L'Université de Lausanne et l'Inspectorat de la pêche du Canton de Berne travaillent en étroite collaboration depuis plusieurs années afin de comprendre pourquoi les effectifs de l'ombre commun (Thymallus thymallus) sont en déclin dans les rivières du plateau suisse comme l'Aare.
Manuel Pompini de l'Université de Lausanne vient de démontrer, dans le cadre de son travail de doctorat sous la direction de Claus Wedekind, professeur associé au Département d'écologie et évolution de l'UNIL, que les femelles sont plus sensibles aux modifications de leur habitat par le réchauffement climatique que les jeunes mâles. Cette mortalité élevée chez les femelles modifie le sex-ratio et contribue probablement à la diminution des populations.
L'ombre commun est un poisson de rivière; il est donc directement exposé aux perturbations climatiques, car contrairement au poisson de lac, il ne peut que difficilement échapper à des températures peu favorables. Le changement climatique a eu un effet direct sur les rivières du plateau suisse; ainsi la température de l'Aare près de Thoune, qui est un important site de reproduction de l'ombre commun, a augmenté en moyenne d'environ 1.5°C depuis 1970.
Avec ce réchauffement de la température, le sex-ratio (rapport entre la proportion de mâles et de femelles) s'est modifié, passant d'environ 65% à plus de 85% de mâles.
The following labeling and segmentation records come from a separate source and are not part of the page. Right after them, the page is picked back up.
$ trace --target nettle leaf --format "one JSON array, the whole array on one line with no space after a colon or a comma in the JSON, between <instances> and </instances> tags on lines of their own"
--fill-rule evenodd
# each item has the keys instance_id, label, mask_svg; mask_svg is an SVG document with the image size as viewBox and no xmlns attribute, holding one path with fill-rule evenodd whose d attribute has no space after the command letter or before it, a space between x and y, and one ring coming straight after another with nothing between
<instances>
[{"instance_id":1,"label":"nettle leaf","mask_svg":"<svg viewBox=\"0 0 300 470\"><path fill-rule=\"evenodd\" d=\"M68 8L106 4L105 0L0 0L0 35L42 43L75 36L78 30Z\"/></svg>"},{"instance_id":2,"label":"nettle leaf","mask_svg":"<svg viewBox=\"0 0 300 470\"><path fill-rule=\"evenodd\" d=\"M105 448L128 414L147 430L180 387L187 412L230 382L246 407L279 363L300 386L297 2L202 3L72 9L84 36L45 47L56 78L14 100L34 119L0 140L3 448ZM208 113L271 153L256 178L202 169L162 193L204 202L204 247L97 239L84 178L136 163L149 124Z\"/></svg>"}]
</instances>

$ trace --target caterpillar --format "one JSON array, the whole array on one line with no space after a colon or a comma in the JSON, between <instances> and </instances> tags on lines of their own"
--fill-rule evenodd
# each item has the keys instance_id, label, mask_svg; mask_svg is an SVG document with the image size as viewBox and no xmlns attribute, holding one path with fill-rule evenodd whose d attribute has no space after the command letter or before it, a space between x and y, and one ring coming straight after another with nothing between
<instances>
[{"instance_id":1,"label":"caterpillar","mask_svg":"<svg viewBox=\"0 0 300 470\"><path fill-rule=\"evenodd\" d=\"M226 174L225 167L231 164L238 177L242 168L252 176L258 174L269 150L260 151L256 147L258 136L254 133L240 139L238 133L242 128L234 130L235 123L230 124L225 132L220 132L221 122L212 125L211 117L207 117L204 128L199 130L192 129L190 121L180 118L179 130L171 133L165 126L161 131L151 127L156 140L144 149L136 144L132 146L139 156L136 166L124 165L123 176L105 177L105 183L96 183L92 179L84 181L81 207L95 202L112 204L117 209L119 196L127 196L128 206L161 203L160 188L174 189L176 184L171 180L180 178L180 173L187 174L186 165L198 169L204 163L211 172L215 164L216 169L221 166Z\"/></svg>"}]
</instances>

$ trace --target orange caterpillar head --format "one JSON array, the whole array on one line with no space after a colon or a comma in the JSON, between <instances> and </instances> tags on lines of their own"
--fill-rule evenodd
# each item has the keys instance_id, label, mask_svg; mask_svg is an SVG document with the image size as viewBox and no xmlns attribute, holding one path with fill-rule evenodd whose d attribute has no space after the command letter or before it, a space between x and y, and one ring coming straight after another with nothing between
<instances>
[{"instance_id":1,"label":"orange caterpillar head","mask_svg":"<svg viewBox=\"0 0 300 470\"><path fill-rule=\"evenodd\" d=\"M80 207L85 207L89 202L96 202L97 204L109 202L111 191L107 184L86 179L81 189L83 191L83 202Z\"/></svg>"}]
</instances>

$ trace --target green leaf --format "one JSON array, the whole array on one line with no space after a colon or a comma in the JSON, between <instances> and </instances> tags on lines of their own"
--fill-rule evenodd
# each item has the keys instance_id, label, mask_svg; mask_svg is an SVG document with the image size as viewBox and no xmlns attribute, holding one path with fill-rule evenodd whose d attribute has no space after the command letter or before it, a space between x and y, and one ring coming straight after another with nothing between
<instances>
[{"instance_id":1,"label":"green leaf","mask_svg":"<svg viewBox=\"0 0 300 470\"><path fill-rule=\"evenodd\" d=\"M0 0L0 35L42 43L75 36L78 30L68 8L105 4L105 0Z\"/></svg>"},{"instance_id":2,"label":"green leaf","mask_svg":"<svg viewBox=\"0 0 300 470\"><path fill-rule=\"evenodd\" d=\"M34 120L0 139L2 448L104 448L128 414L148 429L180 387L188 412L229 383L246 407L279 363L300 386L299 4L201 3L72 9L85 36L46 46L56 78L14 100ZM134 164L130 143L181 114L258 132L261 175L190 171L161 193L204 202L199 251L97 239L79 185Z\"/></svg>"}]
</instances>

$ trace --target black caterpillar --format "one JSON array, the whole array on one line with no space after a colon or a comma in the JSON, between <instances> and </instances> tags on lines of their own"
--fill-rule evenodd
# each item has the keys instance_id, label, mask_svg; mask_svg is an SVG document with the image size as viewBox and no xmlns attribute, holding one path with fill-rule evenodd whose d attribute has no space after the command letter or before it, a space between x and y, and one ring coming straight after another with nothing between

Les chercheurs ont travaillé sur la base de différents modèles statistiques, mais aussi de plusieurs expériences en laboratoire ainsi que d'une étude à grande échelle en milieu naturel. 15'000 jeunes ombres ont été marqués et relâchés pour mener à bien cette étude.
Une expérience à grande échelle
Selon de premières analyses, les chercheurs ont trouvé que les jeunes femelles souffrent plus des températures élevées de l'eau durant leur premier été que les jeunes mâles. Mais des modèles statistiques ne permettent pas de déterminer précisément les causalités. Afin d'éviter toutes fausses interprétations, les chercheurs ont testé leur hypothèse à l'aide d'une expérience à grande échelle, comprenant 15'000 jeunes ombrets marqués et relâchés après avoir passé leur premier été en captivité dans des conditions comparativement fraîches et protégées. Cinq ans plus tard, en 2012, certains de ces individus ont pu être recapturés sur leur site de reproduction. Les ombrets relâchés étaient composées de 50% de mâles, et après cinq ans dans leur milieu naturel, la proportion de mâles était toujours nettement plus basse que celle observée durant ces 20 dernières années. Par ailleurs pour cette année 2012, la proportion de mâles marqués était clairement plus basse que la proportion de mâles non marqués. Les poissons non marqués étaient eux exposés à leur habitat naturel durant leur premier été. Le changement climatique pourrait donc être responsable de ce changement de sex-ratio, car les femelles semblent plus sensibles aux modifications des conditions environnementales que les mâles.
Reste à savoir ce qui pourrait être à l'origine de cette mortalité élevée des femelles. Pour répondre à cette question, le groupe de recherche lausannois, avec l'expérience de l'Inspectorat de la pêche, la collaboration de la Fischereipachtvereinigung Thun et de l'Hôpital pour animaux à Berne, a mis sur pied un nouveau projet. Différentes maladies infectieuses sont soupçonnées. En effet, celles-ci peuvent d'une part être plus virulentes avec des températures élevées, et d'autre part affecter différemment les mâles et les femelles. Plusieurs pathogènes sensibles à la température ont déjà été identifiés dans la région de Thoune.